My place had once been the parlor floor of a town house. I looked up at my high ceiling and admired the carved cherubs in the corners of the molding. Then took in my red velvet draperies on either side of the two huge windows that faced Grove. I was waiting for West to explain. So I looked around some more. It was a big room with two sofas and three chairs. Also a folded table that I dragged out when I had company to dinner. Bookcases stuffed from top to bottom lined one wall. And the right-hand front corner was empty. Waiting. As soon as I had enough money saved I was gonna buy a piano. I loved to tickle the ivories. And I wasn’t a bad canary either. No June Christy, but I could do a good rendition of “As Time Goes By” if requested. Even if it wasn’t. The silence on the line finally got my goat.

“So you wanna tell me why you were watchin Cotten’s buildin?”

“I always watch it,” he said.

I didn’t know what to make of that. “What do ya mean,
always
?”

His voice got stronger as though he was affirming his rights. “I go there and sit in my car, and when Cotten comes out I follow him.”

“You have to stop that, Mr.

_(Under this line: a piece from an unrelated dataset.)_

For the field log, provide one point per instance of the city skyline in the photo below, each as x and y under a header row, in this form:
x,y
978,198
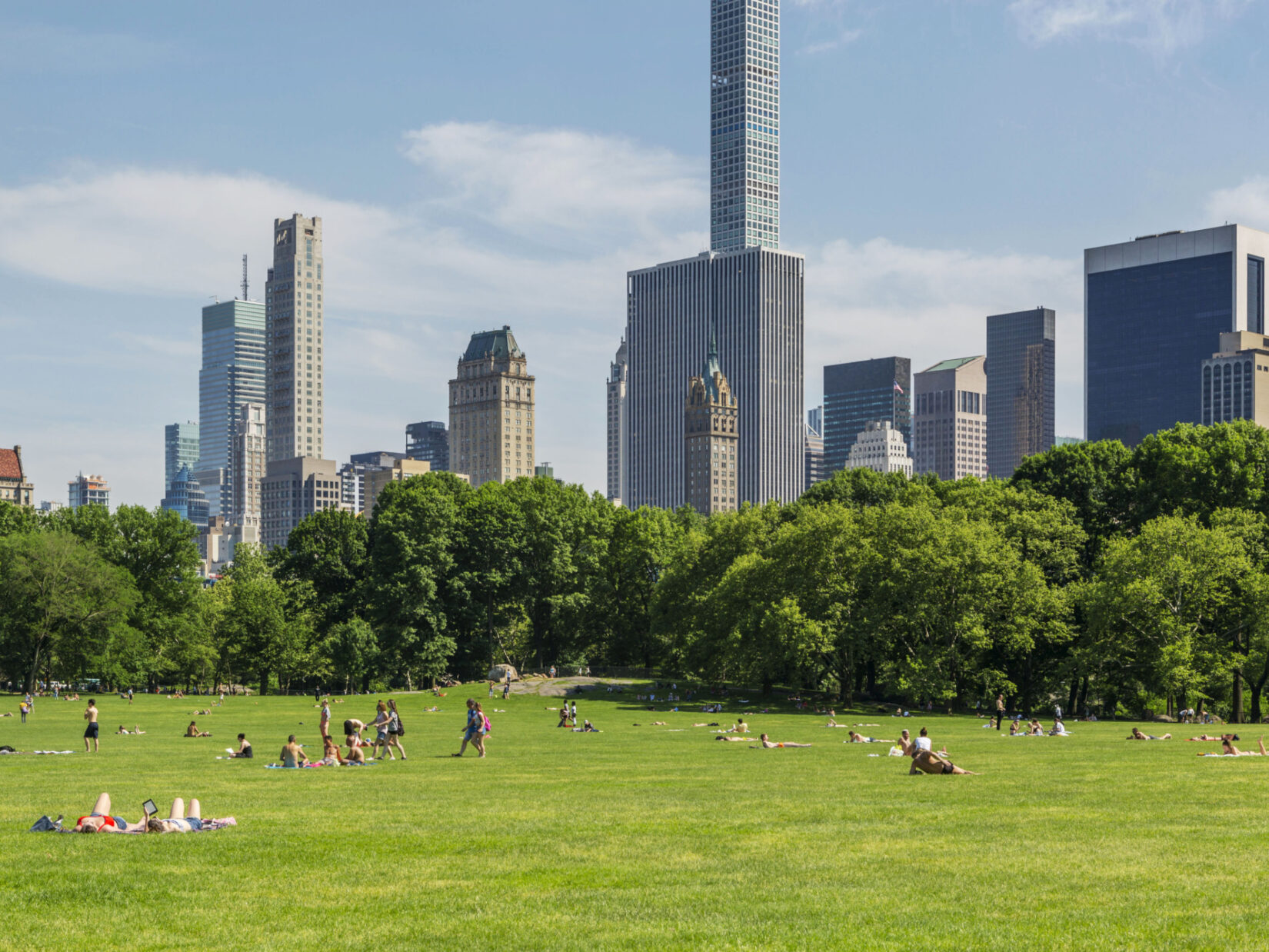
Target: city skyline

West.”

“Why?”

“For one thing, if Cotten catches ya, he can sue for harassment. For another, ya got
me
now. Ya have to back off. Anyway, what do ya think you’re gonna gain by spyin on the kid?”

“I don’t like how you said that.”

“Said what?”

“The kid. As if you think he’s some poor maligned person.”

I tried not to sigh into the phone. I wasn’t sure I could work with this guy. “Mr. West, I don’t think anything of the kind. Now if you want me on this case you’re gonna have to leave things like surveillance up to me.”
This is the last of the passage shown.